E passiamo ora all’altra etichetta oggetto del nostro focus, la Leo Records, fondata nel ’79 a Londra dall’esule russo Leo (cioè, appunto, Leone) Feigin. Ce ne siamo occupati ogni volta che ha edito lavori di artisti italiani, il che negli ultimi mesi è accaduto più del solito, per cui eccoci a questa zoomata ad hoc. Come e più del Gallo Rojo (non foss’altro che per anzianità di servizio) la Leo ha da sempre una sua specificità estetica, magari con gli anni frutto di progressivi “aggiustamenti”, ma sempre mossa dal gusto per il rischio (con tutte le insidie del caso), il non ovvio o consolatorio.

Fra le uscite delle tornate di giugno e agosto, ben cinque titoli ci riguardano da vicino. Procedendo per numero di elementi (nonché, casualmente, in ordine di uscita) partiamo dal trio che firma Underflow, cioè il pianista bolognese Nicola Guazzaloca, il sax-clarinettista inglese Tim Trevor-Biscoe e il violista serbo Szilàrd Mezei, impegnati per un’oretta (sei brani) in un’improvvisazione senza rete, servita comunque da un senso della forma palpabile, tra momenti quasi cameristici e sezioni più crude e nervose.
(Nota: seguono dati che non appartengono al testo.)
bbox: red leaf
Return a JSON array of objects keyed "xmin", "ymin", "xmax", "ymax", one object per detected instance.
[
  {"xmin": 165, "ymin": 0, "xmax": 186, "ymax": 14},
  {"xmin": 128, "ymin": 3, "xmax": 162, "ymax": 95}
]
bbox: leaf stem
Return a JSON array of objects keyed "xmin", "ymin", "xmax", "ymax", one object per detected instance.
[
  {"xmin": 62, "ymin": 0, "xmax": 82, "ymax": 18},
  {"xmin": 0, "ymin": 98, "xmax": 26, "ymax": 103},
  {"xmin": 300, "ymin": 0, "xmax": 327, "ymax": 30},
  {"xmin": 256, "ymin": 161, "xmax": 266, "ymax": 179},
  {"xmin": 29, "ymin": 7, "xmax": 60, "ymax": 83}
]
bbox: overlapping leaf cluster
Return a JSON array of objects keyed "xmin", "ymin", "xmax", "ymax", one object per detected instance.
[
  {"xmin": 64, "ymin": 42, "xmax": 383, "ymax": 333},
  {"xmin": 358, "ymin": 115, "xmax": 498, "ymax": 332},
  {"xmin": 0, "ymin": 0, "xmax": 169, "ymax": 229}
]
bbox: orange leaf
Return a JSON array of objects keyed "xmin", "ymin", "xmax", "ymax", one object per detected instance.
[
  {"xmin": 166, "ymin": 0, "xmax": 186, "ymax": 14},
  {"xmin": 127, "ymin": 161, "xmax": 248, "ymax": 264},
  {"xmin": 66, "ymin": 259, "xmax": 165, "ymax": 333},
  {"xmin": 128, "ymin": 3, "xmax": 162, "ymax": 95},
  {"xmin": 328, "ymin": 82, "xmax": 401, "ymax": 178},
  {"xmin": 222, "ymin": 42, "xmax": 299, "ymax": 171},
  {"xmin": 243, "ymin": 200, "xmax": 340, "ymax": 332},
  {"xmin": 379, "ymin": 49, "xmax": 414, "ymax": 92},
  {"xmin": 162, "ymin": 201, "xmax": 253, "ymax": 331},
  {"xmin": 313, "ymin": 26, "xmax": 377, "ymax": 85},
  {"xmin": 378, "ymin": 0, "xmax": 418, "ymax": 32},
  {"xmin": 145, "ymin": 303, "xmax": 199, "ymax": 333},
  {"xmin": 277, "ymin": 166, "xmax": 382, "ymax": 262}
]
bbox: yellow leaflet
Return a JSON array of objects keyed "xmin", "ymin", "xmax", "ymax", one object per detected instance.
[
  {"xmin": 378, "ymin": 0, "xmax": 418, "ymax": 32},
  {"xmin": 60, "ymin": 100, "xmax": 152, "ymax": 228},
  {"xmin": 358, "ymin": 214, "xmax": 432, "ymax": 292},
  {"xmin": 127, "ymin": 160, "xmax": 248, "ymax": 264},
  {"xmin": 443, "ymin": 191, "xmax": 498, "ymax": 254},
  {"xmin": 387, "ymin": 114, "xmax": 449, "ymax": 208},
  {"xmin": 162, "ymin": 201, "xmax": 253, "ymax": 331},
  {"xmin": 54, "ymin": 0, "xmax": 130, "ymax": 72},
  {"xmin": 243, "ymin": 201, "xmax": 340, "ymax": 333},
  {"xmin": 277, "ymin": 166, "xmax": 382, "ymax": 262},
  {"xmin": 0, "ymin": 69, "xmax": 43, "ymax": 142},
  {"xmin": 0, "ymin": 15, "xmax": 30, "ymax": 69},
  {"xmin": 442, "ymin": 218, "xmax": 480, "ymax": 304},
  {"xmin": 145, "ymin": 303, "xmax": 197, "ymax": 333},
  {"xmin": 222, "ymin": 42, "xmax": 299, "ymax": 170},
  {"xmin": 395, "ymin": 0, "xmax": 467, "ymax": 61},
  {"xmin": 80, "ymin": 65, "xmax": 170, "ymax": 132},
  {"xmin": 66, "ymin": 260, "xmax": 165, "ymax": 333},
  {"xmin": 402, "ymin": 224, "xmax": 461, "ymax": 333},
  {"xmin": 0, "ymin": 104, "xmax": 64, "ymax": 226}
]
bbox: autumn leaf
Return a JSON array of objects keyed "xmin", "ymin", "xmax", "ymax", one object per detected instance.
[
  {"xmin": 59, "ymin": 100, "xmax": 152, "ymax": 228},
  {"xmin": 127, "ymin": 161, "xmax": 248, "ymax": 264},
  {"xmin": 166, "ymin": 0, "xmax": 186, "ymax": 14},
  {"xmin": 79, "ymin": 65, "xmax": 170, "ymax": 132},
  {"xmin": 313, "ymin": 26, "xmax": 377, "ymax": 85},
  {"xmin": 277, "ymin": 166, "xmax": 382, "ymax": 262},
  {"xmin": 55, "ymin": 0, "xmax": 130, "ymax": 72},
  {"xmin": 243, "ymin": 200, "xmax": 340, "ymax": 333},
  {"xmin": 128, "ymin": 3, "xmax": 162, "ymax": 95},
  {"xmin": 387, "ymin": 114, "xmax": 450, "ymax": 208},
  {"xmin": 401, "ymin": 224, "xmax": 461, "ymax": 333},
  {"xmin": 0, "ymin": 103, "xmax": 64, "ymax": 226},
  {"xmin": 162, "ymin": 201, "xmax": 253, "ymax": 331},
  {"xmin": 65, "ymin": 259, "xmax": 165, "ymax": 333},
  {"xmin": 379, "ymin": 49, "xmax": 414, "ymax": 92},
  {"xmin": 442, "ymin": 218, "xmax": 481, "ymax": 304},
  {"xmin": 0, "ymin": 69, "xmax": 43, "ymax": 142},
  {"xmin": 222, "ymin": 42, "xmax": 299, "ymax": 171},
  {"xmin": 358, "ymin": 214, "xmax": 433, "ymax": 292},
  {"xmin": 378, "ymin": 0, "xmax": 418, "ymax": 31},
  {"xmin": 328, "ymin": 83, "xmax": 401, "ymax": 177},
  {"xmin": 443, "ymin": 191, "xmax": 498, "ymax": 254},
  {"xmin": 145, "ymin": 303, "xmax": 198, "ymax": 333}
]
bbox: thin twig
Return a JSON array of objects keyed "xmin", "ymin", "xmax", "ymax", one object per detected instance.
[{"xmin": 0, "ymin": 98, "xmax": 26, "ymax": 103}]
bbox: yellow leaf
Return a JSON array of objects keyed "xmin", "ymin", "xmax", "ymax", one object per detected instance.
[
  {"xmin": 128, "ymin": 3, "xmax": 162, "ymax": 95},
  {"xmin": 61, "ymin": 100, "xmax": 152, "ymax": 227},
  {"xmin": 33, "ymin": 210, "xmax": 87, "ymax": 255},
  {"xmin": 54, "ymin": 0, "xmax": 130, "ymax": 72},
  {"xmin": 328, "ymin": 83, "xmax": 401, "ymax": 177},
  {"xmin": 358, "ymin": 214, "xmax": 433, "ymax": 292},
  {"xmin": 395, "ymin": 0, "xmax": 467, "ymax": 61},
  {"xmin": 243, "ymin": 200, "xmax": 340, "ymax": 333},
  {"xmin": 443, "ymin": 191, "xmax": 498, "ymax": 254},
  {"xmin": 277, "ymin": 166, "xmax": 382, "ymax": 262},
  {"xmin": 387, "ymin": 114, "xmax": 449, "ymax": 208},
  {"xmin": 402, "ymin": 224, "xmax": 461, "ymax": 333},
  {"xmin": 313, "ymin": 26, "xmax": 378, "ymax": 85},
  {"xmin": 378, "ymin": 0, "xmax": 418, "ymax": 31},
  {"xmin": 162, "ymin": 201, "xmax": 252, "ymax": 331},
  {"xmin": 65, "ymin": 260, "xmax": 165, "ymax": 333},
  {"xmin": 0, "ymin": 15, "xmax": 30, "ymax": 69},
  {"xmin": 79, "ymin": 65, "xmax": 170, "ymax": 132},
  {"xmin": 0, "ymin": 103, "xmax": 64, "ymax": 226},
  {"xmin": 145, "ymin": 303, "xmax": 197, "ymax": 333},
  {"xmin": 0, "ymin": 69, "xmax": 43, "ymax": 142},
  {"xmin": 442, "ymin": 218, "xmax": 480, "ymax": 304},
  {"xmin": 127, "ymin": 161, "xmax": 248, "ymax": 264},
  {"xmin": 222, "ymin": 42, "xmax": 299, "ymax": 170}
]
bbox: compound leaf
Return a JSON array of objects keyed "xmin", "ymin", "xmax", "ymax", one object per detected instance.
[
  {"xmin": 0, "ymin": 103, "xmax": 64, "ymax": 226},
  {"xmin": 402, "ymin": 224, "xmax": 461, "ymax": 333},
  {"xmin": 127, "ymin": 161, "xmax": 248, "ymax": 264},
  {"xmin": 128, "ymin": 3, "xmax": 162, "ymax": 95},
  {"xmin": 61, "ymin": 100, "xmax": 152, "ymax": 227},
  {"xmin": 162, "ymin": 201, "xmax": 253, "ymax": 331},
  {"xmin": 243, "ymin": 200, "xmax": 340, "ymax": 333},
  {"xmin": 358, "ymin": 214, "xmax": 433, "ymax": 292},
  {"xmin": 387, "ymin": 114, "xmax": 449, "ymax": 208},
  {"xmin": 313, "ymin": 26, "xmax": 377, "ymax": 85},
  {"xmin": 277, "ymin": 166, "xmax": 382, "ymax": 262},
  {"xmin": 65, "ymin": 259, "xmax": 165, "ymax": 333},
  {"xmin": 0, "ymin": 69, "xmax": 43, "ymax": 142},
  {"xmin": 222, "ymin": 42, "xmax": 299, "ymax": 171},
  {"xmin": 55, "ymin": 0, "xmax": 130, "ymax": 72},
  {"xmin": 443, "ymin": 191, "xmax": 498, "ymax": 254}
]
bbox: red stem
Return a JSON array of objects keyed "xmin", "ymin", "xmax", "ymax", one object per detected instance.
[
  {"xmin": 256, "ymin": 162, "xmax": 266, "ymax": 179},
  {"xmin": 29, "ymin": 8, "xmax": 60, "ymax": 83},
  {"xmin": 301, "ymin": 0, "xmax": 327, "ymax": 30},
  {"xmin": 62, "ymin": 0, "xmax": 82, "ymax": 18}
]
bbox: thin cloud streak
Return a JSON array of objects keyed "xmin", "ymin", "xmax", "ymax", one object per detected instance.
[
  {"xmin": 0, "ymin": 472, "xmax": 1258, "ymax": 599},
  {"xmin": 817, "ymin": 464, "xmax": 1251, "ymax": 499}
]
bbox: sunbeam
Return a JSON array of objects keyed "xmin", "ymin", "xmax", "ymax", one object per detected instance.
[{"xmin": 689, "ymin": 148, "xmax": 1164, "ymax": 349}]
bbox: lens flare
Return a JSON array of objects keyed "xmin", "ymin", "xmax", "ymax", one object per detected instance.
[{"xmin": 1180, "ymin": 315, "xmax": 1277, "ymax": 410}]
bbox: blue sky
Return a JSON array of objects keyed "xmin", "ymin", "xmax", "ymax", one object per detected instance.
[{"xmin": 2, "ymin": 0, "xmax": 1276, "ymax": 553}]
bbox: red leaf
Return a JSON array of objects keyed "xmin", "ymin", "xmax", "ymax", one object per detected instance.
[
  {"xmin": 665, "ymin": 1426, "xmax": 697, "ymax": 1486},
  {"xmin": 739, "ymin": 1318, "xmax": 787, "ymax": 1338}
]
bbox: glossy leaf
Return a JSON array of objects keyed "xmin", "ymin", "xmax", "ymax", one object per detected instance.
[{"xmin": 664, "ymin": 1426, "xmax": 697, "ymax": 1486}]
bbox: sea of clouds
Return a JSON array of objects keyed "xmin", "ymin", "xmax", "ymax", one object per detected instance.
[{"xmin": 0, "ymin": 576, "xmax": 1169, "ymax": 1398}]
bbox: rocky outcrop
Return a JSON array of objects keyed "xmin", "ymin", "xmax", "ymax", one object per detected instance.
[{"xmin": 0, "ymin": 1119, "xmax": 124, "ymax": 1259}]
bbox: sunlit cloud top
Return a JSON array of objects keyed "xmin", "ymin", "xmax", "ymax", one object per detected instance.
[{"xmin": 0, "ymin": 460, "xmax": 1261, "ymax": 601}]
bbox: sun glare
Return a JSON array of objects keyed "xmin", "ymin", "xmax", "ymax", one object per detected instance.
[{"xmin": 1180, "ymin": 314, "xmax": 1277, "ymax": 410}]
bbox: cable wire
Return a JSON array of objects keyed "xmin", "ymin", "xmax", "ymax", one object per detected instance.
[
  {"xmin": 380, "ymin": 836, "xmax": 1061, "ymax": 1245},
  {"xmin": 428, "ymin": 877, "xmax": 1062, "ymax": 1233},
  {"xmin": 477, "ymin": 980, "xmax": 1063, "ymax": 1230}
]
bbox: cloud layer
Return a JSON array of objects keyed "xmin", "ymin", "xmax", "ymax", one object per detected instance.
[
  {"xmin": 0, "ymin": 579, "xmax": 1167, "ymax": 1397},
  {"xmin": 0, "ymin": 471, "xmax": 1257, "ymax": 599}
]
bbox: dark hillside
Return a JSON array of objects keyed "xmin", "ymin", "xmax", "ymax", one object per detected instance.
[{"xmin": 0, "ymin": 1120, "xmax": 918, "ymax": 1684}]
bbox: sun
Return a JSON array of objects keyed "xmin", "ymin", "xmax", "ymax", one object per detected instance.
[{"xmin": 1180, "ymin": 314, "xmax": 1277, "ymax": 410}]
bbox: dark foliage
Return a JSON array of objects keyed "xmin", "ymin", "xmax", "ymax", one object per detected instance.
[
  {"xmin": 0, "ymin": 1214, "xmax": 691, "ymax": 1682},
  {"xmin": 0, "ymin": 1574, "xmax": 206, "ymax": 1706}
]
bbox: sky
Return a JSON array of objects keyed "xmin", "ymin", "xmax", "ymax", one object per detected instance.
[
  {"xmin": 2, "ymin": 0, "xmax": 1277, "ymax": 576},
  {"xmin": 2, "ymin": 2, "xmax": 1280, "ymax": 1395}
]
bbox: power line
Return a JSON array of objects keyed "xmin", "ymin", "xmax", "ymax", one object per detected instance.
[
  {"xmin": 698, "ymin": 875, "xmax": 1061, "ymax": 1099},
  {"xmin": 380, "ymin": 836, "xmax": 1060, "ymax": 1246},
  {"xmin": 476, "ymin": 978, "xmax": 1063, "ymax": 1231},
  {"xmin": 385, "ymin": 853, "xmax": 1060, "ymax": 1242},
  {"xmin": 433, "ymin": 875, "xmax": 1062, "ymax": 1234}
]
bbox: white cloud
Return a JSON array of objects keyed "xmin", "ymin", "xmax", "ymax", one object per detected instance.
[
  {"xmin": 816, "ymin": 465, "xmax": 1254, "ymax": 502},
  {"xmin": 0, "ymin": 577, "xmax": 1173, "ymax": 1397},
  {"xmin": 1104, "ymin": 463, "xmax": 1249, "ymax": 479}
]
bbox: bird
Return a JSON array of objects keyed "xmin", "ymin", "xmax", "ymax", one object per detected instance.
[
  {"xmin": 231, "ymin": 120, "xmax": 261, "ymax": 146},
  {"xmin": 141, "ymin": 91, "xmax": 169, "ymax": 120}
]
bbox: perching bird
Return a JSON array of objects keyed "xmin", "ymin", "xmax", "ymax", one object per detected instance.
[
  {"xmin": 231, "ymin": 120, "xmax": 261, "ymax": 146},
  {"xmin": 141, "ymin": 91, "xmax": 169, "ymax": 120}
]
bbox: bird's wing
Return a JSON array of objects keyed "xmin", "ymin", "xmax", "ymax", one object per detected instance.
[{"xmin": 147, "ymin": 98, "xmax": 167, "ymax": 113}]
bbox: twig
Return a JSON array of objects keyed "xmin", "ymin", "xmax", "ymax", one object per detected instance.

Sempre in trio è Telegraph, frutto dell’interazione fra Giovanni Francesca, chitarra, Dario Miranda, basso, e Aldo Galasso, percussioni. Non disdegnando l’uso dell’elettronica, i tre confezionano un album decisamente più composto, non di rado incline a suggestioni rockeggianti (peraltro non senza tratti originali), una pensosità ora scura e ora più sognante che non manca qua e là di evocare atmosfere care a un Bill Frisell.

Due anche i dischi in quartetto. Il primo, Entrance, vede all’opera il Tran(ce)formation Quartet, largamente polistrumentale e in un brano, Addio Solo, ampliato a nonetto. Lo scheletro compositivo, qui, è ancor più nitido, nel segno di un descrittivismo che non disdegna inflessioni orientaleggianti e iterative. E c’è poi il quartetto guidato dal pianista Arrigo Cappelletti (foto sopra) e dal sassofonista Giulio Martino (più basso e batteria) che firma Misterious, tutto coperto da temi dell’illustre pianista comasco. Vi si respira un’aria tutto sommato alquanto classica, in rapporto alla “storia” di Cappelletti, più libero (e interessante) nei momenti in trio (tipo Uncertainty).

Chiudiamo con un album decisamente più composito ed eterodosso, Musica Lontana, che coinvolge, lungo sentieri appunto molto frastagliati, un sestetto (spesso smembrato) greco-pugliese in cui figurano fra gli altri il sassofonista-poeta Vittorino Curci, la vocalist Georgia Sylleou e il pianista Sakis Papadimitriou. Tra musica di varia provenienza e poesia detta, un profondo senso di ancestralità vi convive con turgori di marca free, non senza momenti più asciutti, quasi elegiaci, cameristici. Sul piano solistico, non si può non citare la prova del flautista Vincenzo Mastropirro.